Un doctorant en Ontario a fait une découverte révolutionnaire qui pourrait avoir le potentiel de prévenir la propagation des cellules cancéreuses.

Caitlin Miron, doctorante au département de chimie de l’Université Queen’s, a identifié un composé chimique capable de « désactiver » les cellules cancéreuses afin d’empêcher leur propagation.

Étudiant à l’Institut européen de chimie et de biologie à Bordeaux, en France, Miron a pu utiliser une technologie avancée de dépistage pour examiner plusieurs composés du laboratoire Petitjean de l’Université Queen’s. Pendant son stage, elle a pu découvrir un composé qui se lie bien à la structure d’ADN à quatre brins, ou quadruplexe de la guanine, qui a été liée au développement du cancer et d’autres maladies.

Elle a expliqué sa découverte en comparant un ADN monobrin à un collier avec des perles qui se déplacent le long jusqu’à se nouer. Les perles sont la machinerie cellulaire qui se déplace le long du collier pour traiter l’ADN, a-t-elle dit.

« Tu peux y aller et démêler ce nœud, mais dans ce cas-ci, quelqu’un y est entré en premier et a utilisé de la superglue pour le maintenir ensemble », dit Miron. « Ce qu’on a découvert dans cette mallette, c’est cette colle. »

En liant le composé nouvellement découvert ou la « supercolle » au quadruplex pour sécuriser le « nœud » dans la chaîne, les scientifiques pourraient empêcher la machinerie cellulaire d’atteindre une section particulière de l’ADN pour la traiter, ce qui empêcherait à son tour la croissance et la propagation des cellules cancéreuses, a expliqué Miron.
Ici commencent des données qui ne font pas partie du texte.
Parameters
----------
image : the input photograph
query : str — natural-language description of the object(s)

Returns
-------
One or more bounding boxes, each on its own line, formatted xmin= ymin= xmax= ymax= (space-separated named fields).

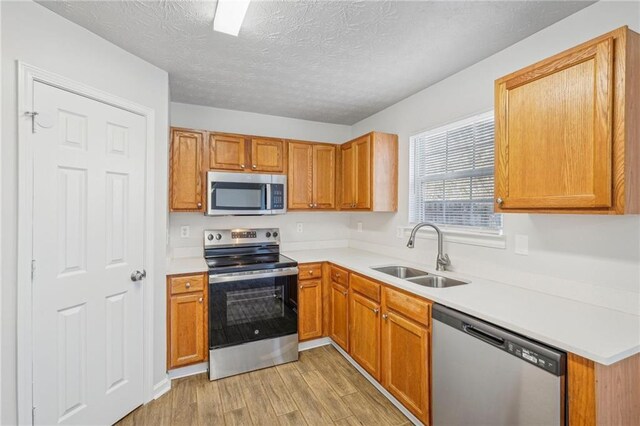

Les scientifiques étudient les liants quadruplex comme traitement possible du cancer depuis environ 20 à 30 ans, a expliqué l’étudiant au doctorat. Cependant, plusieurs des classeurs connus n’ont pas donné des résultats aussi prometteurs que celui identifié par Miron.

« C’est vraiment excitant. C’est excitant d’être à l’avant-garde de ce domaine », a-t-elle dit. « Il y a d’autres classeurs quadruplex, mais ce qu’on voit, c’est que le nôtre est très performant. »

La découverte de Miron en est encore à ses débuts en termes de développement commercial. Son équipe de recherche vient tout juste de déposer un brevet et il faudra encore un an avant qu’ils puissent le finaliser en brevet officiel, a-t-elle dit.

« Nous sommes encore, à ce stade, en train de développer les premiers composés d’impact pour voir : 'Peut-on améliorer le ciblage des cellules cancéreuses? Peut-on améliorer l’entrée dans les cellules par une membrane? » dit Miron.

Le doctorant s’attend à ce qu’il faille encore cinq à huit ans avant que le composé soit suffisamment développé pour être utilisé commercialement.

En attendant, Miron reçoit un prix pour l’innovation exceptionnelle décerné par Mitacs, un organisme national à but non lucratif promouvant la recherche canadienne, qui lui sera remis lors d’une cérémonie à Ottawa mardi.